Among 17,085 studies, they found only 124 randomized control trials which reported on at least one cardiometabolic outcome with at least 12 months of follow-up.

The researchers found clear evidence that, compared with lower-intensity behavioral weight management programs or no weight loss support, behavioral weight management programs resulted in lower systolic blood pressure, lower total cholesterol-to-good cholesterol ratio, and lower HbA1c (a measure of blood sugar levels over the previous 3 months).

These improved cardiovascular risk factors, except for glycemic control, persisted throughout the 5 years following the end of the program, although weight regains reduced these favorable effects over time.

The available data suggested that behavioral weight management programs also delayed the onset of heart disease and diabetes. Still, too few studies have measured these diseases to enable researchers to make high-certainty conclusions.

Dr. Lawrence J. Appel, the C. David Molina professor of medicine and director of the Welch Center for Prevention, Epidemiology and Clinical Research at Johns Hopkins University, who was not involved in the study, was surprised by the “legacy effect” of weight loss on blood pressure, cholesterol, and blood glucose.

“I was surprised because usually risk factors often track with weight changes,” Dr. Appel told MNT.

“The results provide reassurance that on average, there are long-term, albeit attenuated, benefits once a weight control program ends.”

– Dr. Appel

Dr. Naveed Sattar, Ph.D., professor and honorary consultant of cardiovascular & metabolic health at the University of Glasgow, who was not involved in the study, praised the research and told MNT that “the data do seem to suggest that the longer one loses weight for, the longer will be reductions in cardiovascular risk factors and so the greater the chances for a reduction in cardiovascular outcomes.”
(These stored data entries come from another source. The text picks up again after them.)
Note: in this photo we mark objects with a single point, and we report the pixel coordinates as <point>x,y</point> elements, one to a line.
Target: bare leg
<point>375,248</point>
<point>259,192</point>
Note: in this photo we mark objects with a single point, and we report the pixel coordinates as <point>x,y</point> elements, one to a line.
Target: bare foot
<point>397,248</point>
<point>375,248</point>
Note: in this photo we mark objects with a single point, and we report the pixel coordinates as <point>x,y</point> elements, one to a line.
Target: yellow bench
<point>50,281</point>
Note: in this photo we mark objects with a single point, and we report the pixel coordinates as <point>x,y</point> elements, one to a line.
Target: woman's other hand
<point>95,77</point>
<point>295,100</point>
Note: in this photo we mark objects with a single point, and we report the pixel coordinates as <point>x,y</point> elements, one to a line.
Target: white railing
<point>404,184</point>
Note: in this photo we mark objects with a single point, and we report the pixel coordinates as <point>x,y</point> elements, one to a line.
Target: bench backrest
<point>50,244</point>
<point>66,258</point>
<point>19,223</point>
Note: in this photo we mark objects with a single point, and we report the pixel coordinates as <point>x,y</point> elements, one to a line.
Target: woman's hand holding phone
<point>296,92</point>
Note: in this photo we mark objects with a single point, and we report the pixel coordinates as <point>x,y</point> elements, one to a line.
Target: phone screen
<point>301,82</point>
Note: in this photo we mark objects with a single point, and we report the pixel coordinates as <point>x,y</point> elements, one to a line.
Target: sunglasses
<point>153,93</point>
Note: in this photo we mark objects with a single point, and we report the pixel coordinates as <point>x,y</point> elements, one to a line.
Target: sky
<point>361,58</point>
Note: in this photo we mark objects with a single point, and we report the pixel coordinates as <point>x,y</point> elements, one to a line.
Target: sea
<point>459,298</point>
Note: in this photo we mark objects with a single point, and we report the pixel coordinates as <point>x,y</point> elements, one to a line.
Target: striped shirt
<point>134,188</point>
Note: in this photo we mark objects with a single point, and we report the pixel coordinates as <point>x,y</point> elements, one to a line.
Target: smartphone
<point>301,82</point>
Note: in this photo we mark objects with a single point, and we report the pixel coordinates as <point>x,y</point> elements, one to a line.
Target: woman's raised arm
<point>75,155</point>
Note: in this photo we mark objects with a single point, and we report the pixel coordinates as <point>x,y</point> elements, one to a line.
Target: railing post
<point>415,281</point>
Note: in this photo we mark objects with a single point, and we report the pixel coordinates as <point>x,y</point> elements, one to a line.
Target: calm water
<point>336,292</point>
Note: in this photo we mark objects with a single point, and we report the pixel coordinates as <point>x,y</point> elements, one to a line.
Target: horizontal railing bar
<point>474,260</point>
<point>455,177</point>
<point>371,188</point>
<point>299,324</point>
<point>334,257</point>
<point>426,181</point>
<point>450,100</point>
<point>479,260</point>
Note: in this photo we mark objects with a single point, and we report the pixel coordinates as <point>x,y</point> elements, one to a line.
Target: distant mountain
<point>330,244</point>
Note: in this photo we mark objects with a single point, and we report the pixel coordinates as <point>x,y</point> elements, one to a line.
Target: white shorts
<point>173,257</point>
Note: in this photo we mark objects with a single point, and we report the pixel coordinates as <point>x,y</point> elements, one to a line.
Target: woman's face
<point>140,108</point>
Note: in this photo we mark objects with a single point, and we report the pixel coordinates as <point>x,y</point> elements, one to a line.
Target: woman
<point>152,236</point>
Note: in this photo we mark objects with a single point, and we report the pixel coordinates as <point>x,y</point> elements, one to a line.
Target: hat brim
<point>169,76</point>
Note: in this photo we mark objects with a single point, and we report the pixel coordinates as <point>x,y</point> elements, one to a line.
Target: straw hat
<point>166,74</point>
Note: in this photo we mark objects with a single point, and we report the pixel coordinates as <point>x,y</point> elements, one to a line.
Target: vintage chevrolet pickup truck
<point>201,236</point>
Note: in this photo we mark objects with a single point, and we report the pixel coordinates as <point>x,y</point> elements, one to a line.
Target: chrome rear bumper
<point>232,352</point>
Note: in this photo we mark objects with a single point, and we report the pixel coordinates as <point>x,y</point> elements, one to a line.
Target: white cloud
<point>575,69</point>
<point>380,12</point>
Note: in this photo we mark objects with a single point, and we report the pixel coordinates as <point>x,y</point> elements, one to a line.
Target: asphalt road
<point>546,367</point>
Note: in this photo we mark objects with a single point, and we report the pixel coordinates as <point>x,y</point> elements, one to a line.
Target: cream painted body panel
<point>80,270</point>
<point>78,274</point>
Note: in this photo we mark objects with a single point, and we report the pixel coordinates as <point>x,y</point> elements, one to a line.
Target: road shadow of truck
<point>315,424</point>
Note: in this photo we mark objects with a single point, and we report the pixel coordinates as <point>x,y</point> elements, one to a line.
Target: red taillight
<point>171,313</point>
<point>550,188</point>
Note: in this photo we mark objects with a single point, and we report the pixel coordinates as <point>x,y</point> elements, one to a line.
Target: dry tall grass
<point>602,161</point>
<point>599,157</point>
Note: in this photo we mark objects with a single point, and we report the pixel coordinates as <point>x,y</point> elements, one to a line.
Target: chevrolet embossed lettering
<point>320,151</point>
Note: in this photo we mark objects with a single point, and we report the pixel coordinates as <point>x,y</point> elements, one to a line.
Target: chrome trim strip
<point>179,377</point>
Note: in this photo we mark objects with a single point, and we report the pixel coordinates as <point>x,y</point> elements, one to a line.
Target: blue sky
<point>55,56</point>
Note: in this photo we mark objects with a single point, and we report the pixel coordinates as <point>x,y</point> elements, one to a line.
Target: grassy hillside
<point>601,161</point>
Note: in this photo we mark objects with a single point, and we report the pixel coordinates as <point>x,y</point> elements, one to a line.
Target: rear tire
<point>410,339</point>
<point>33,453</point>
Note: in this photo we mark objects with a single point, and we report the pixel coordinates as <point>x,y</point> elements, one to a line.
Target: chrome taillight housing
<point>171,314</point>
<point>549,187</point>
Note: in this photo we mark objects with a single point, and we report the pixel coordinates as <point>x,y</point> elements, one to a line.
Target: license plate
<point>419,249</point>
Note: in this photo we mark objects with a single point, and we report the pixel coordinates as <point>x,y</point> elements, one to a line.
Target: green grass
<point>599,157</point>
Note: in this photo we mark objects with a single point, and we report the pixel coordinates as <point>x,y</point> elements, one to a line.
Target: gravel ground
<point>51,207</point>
However, Dr. Sattar noted that, in clinical trials to date, “changes in risk factors appear modest so any apparent cardiovascular benefits […] are likely rather modest with somewhat greater benefits in reducing risk of diabetes (as weight loss is more strongly linked to diabetes risk than it is to atherosclerosis)”
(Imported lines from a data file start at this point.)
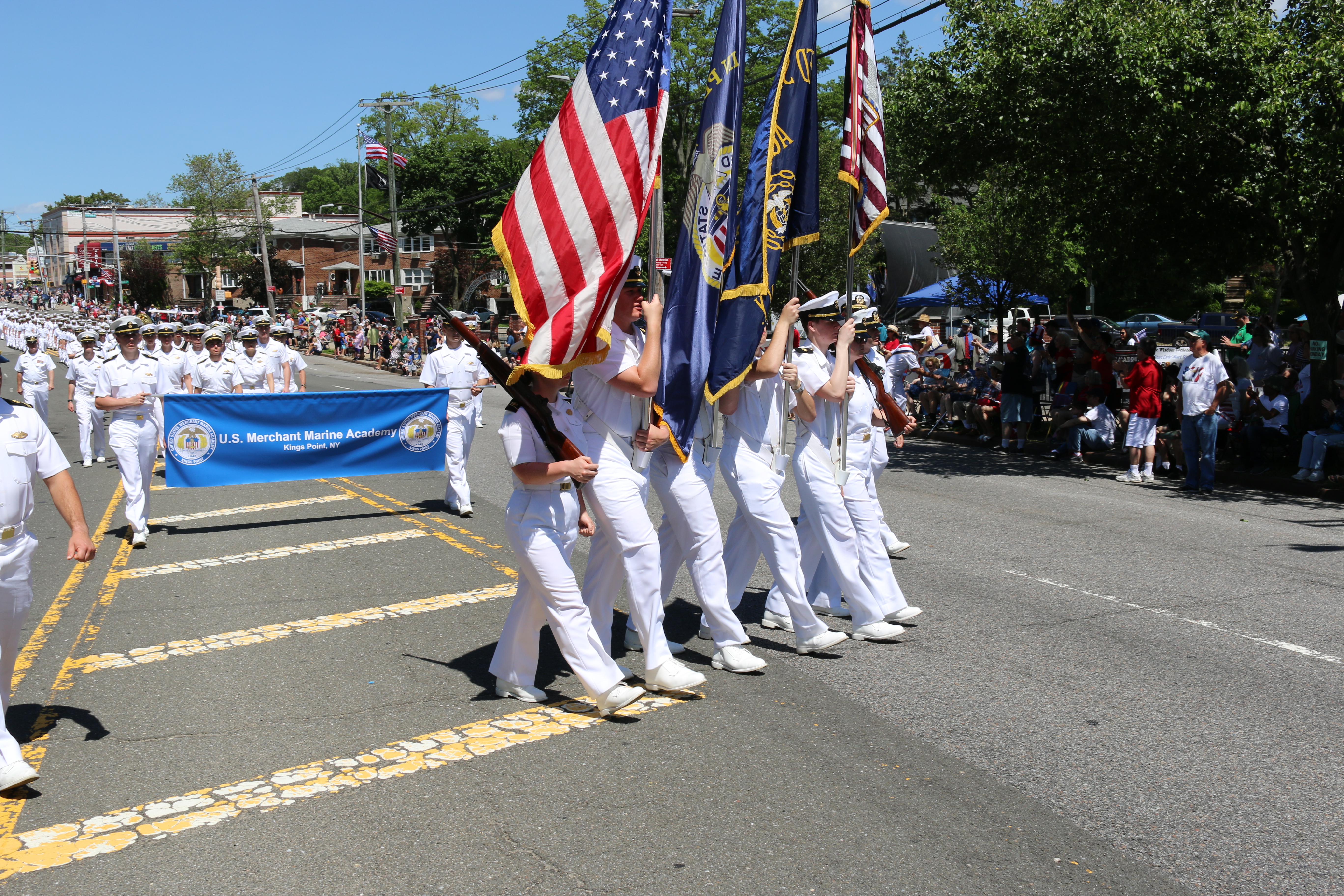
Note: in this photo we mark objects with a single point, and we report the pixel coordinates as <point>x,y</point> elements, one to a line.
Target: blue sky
<point>123,93</point>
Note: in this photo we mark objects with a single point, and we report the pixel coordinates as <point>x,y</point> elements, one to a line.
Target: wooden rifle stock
<point>557,443</point>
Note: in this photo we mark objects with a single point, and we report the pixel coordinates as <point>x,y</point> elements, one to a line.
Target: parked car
<point>1216,323</point>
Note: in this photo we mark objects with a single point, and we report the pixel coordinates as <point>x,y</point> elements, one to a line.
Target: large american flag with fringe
<point>863,154</point>
<point>568,233</point>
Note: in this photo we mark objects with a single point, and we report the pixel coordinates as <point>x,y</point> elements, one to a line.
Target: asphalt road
<point>1111,688</point>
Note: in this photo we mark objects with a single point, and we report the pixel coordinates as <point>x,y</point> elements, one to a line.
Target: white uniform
<point>30,453</point>
<point>842,524</point>
<point>134,433</point>
<point>626,545</point>
<point>36,367</point>
<point>690,531</point>
<point>458,370</point>
<point>542,524</point>
<point>763,524</point>
<point>85,377</point>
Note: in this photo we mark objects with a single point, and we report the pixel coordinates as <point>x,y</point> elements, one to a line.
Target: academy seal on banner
<point>234,440</point>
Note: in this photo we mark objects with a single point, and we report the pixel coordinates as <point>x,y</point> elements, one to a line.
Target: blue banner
<point>234,440</point>
<point>780,203</point>
<point>708,236</point>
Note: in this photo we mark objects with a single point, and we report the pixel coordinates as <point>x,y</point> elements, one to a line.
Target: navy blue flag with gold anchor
<point>708,237</point>
<point>779,205</point>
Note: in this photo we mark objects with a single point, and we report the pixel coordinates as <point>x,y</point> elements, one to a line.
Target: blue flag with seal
<point>234,440</point>
<point>708,236</point>
<point>779,205</point>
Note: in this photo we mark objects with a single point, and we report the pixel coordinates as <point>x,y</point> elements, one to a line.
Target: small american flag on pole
<point>569,230</point>
<point>863,156</point>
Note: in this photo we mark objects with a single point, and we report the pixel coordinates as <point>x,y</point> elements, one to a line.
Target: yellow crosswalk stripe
<point>116,831</point>
<point>268,633</point>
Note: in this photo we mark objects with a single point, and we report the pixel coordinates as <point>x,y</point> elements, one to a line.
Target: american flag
<point>569,230</point>
<point>863,156</point>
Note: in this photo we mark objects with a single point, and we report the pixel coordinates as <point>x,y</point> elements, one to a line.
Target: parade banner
<point>236,440</point>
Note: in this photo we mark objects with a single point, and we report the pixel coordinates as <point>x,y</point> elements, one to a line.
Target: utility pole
<point>265,257</point>
<point>386,105</point>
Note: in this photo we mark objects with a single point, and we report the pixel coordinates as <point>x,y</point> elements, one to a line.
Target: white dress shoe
<point>775,621</point>
<point>619,696</point>
<point>672,676</point>
<point>526,694</point>
<point>17,773</point>
<point>822,641</point>
<point>877,632</point>
<point>737,659</point>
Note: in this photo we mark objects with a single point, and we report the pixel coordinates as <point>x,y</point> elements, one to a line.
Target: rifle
<point>896,417</point>
<point>560,445</point>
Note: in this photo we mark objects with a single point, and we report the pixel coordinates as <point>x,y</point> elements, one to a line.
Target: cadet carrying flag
<point>779,205</point>
<point>708,237</point>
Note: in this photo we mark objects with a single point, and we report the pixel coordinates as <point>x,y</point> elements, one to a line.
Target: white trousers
<point>763,526</point>
<point>458,447</point>
<point>134,444</point>
<point>15,601</point>
<point>626,546</point>
<point>544,527</point>
<point>37,394</point>
<point>91,428</point>
<point>690,534</point>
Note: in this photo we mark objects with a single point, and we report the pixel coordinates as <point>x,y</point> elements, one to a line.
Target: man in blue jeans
<point>1204,386</point>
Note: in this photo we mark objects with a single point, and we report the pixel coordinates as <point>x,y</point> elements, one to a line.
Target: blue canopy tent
<point>936,295</point>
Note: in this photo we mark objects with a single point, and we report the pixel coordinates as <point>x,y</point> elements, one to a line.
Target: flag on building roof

In 2022, the same research group published another study focusing on weight regain. They found that people who participated in behavioral weight management programs lost more weight (-2.8 kg) than those who received no support. It took an average of 5 years for the weight of people in the two groups to become similar.

This means that weight regain is slower than most people imagine. The reduced […] cardiovascular and metabolic disease [risk factors] persist because weight loss persists for longer on average than most people think- both last for at least five years. […] Even if weight is regained, which most people do, the health benefits persist.

– Prof. Aveyard

Prof. Aveyard went on to explain that: “[c]ardiovascular disease occurs because over time, high blood pressure, high cholesterol, and the high blood sugar gradually fur up our arteries [a process called atherosclerosis], leading to heart attack and stroke. If blood pressure, cholesterol, and blood sugar are lower, then the arteries fur up less, reducing the risk of these problems over a lifetime.”
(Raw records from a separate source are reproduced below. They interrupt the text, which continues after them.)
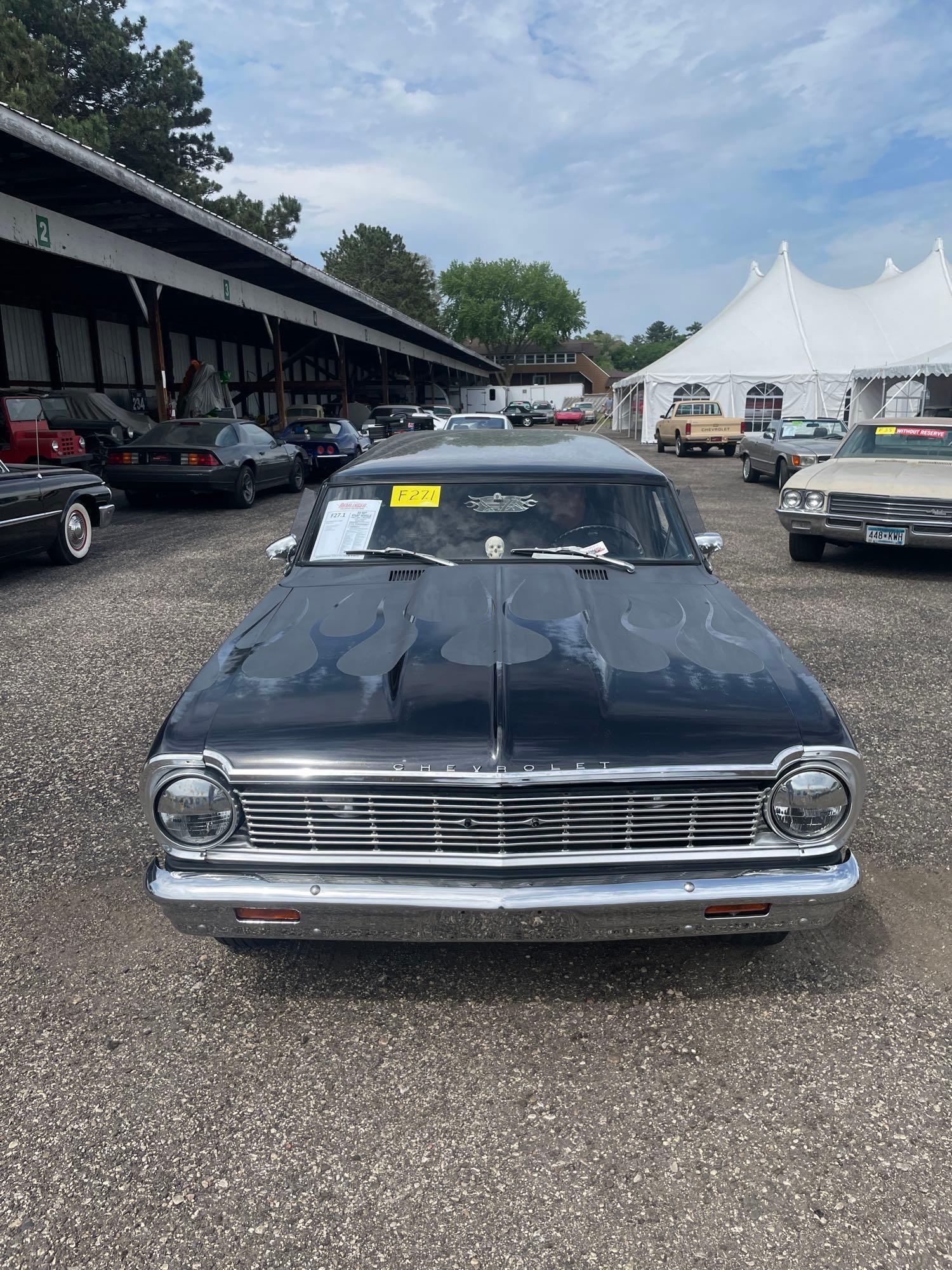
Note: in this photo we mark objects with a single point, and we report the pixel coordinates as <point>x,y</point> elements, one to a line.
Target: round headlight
<point>195,811</point>
<point>809,805</point>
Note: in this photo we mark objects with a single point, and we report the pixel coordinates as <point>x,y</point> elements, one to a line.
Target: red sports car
<point>569,415</point>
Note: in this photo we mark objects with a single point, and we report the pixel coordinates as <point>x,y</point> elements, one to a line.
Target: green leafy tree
<point>607,347</point>
<point>659,332</point>
<point>86,69</point>
<point>379,262</point>
<point>276,223</point>
<point>508,305</point>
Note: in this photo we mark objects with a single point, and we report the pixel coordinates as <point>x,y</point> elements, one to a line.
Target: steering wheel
<point>612,529</point>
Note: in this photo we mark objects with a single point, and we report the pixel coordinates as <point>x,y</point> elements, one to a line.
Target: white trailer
<point>496,398</point>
Dr. Sattar noted that “the process of atherosclerosis […] takes years to develop, and to slow atherosclerosis likely will take a few years, especially if the risk factors are only modestly altered, as they are with modest weight loss.” He added that statins (cholesterol-lowering drugs) and blood pressure-lowering medications give faster clinical benefits than weight loss, but “weight loss gives other benefits that [these drugs] do not.”

“There is also evidence that big weight loss achieved by surgery lowers important cardiovascular outcomes, but that such benefits may be greater for heart failure and kidney outcomes, something not looked at in this paper,” Dr. Sattar said.

Trials with newer weight loss drugs such as semaglutide or tirzepatide may not definitively prove the cardiovascular benefits of weight loss as the drugs may directly affect such outcomes, Dr. Sattar told MNT.

“But they could go some way to convince cardiologists to consider weight loss more often in the management of their patients,” he noted.